My sophisticated nine year old brain went into overdrive. I was processing it all too fast. If there was no Tooth Fairy then - I came to the only logical yet sad conclusion - there was no Santa.  I was devastated. The magic of my childhood was officially over.  Why did I have to be in that stupid drawer? Why weren’t my teeth better hidden? But really, I was nine and it was only a matter of time before these truths revealed themselves in one way or another.  My son is eight and I hope to hold on to as least one, if not two more Christmases where he still believes.  I want to protect his innocence and allow him to hold on to the magic just a little while longer. 

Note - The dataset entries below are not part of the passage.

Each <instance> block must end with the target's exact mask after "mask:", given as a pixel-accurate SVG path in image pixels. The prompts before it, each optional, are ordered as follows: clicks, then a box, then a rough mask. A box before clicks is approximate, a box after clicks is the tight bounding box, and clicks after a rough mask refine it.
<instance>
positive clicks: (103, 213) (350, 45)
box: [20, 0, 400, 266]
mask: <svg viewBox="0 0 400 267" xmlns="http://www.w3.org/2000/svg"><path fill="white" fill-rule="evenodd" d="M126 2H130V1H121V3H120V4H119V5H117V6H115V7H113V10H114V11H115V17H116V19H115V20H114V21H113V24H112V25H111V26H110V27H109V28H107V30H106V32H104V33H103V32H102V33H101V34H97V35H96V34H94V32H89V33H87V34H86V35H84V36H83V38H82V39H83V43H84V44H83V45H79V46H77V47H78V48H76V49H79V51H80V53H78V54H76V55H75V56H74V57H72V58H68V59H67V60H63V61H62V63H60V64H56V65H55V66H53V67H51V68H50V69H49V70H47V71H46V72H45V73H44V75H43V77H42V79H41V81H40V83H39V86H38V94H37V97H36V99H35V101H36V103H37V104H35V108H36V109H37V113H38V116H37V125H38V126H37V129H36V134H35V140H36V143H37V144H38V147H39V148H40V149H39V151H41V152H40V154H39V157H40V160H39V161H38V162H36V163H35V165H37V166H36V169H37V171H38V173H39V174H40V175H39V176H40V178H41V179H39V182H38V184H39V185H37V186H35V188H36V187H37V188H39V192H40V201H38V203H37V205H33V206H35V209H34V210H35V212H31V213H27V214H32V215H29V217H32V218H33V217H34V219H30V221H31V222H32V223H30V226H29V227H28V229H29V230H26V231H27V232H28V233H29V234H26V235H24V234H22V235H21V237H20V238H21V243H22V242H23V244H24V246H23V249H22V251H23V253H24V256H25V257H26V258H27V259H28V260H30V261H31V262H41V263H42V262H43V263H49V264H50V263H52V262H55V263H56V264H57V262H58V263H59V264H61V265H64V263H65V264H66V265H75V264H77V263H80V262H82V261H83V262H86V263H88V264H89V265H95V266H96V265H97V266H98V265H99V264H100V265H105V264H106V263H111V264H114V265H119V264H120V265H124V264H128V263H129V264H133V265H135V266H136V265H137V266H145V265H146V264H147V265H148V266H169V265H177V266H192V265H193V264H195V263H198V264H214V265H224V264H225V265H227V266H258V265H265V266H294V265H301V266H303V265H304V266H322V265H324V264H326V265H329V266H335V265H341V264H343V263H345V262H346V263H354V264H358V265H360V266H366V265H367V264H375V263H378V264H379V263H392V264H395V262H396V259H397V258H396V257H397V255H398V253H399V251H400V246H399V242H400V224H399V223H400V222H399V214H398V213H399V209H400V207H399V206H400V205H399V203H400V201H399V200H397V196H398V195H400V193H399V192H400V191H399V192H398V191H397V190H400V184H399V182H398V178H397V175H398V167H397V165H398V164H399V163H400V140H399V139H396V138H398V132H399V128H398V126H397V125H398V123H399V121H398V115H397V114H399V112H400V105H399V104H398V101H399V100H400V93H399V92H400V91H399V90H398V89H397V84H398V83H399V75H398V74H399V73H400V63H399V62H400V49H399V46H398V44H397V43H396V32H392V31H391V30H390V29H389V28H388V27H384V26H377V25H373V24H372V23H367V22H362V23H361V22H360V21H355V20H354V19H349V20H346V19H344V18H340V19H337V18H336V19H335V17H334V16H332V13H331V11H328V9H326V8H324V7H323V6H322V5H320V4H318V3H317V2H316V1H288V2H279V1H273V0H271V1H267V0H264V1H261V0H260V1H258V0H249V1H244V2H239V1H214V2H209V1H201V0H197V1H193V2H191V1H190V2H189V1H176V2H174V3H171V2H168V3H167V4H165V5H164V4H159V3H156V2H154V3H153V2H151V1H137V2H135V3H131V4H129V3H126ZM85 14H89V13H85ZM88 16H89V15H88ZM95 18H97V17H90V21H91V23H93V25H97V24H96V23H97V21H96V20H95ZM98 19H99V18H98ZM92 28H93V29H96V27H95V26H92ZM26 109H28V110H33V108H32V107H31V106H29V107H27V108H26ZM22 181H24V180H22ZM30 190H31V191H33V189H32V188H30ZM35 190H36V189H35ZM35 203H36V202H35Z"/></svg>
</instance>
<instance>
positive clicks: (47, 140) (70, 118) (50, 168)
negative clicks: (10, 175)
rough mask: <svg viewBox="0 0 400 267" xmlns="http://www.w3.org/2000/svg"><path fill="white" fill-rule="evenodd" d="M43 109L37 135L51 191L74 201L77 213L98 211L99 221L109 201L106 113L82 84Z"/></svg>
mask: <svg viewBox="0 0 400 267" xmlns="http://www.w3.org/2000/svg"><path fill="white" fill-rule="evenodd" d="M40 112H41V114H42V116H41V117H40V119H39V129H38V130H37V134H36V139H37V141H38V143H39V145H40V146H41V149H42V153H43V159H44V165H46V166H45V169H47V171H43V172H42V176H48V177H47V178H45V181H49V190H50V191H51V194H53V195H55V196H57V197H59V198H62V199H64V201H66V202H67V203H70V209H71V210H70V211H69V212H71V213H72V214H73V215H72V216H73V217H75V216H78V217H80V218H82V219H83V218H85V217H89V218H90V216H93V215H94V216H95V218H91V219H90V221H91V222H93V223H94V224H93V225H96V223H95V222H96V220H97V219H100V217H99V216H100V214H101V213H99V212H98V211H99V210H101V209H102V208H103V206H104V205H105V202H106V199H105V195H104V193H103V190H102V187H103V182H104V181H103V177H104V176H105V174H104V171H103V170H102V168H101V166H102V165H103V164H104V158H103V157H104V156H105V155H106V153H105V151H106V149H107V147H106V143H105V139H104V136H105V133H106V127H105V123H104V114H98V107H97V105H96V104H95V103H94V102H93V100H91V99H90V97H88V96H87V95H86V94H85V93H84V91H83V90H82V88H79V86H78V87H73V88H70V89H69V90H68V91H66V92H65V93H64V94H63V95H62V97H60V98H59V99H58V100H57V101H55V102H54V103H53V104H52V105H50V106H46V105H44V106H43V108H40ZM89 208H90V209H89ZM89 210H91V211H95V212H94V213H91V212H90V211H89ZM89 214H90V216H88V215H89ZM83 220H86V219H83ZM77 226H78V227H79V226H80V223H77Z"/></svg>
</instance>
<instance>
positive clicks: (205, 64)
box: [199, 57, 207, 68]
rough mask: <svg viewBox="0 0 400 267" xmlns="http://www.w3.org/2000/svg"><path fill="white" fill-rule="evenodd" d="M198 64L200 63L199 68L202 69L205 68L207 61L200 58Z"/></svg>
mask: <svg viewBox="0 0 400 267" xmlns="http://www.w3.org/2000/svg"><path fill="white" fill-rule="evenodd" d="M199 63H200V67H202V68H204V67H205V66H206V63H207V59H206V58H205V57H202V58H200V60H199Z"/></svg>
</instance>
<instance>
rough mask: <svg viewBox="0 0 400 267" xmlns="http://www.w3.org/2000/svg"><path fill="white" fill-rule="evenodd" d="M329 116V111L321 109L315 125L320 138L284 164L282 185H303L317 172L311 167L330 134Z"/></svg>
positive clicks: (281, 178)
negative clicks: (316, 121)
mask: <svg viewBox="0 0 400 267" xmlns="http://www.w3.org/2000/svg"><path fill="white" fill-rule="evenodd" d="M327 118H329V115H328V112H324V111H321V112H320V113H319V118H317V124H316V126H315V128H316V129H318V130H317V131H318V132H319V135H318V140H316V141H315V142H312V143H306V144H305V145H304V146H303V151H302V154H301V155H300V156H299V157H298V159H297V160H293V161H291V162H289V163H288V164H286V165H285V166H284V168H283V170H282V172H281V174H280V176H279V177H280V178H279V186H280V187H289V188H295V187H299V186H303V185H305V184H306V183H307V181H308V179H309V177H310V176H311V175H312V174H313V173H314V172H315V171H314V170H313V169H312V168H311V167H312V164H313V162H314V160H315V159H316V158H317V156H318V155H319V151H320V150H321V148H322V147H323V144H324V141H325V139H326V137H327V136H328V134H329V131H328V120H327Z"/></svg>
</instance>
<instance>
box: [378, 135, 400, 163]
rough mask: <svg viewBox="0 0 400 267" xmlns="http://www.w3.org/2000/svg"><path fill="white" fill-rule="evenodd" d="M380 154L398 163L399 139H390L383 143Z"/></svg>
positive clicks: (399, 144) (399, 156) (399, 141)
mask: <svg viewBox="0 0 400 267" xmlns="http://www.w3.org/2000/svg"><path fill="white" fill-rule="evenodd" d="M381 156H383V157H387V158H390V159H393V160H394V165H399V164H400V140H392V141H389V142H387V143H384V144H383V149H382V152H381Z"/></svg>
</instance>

Over dinner with friends the other night, the topic of what we tell our children and when, came up. One friend was telling the group how, on a lengthy trip to their cottage when she was twelve, her father started asking her questions about what she knew about sex the minute they pulled out of the driveway. She said it made for an extremely long and awkward trip.  In the next breath, she told us that she and her husband have already had the ‘sex talk’ with two of their girls, who were five and seven at the time.

I wasn’t exactly sure what having the sex talk meant to her.  Well, it meant answering the girl’s questions about how she became pregnant which involved, “Daddy putting his penis into Mommy’s vagina.”  What??? You told them that??? I was actually speechless and I teach over a hundred hormonally charged girls, sexual education every year. I needed to digest this. We had only ever told our kids that a baby came when two people really loved each other.  Were her kids ready for that kind of information?  Were mine ready for more?  Her children are armed with information that I’m not sure I’m comfortable with mine knowing…yet. Just like the kid at school who already knows there is no Santa –how long will it be until they spill the beans to everyone?

My parents never talked to me about sex, nor would I have wanted them to. But, maybe that’s because we didn’t have ‘open’ conversations about things like that and maybe that’s the kind of atmosphere I’m now subconsciously creating for my own kids. I don’t know. It’s up to each of us to decide when our kids are ready for certain pieces of information. Or, maybe, it’s really about when we’re ready to deal with telling them those certain pieces of information.

Nothing terrified me more as a kid than the thought of my parents having sex (except maybe them getting a divorce).  I don’t want to terrorize my children but I also don’t want them being the only kids in school who think babies are made magically by love. Actually, I think I’m fine with the kid who knows about Santa spilling the beans to my kids because it saves me from having to do it. And, while they’re at it, they might as well tell them where babies really come from.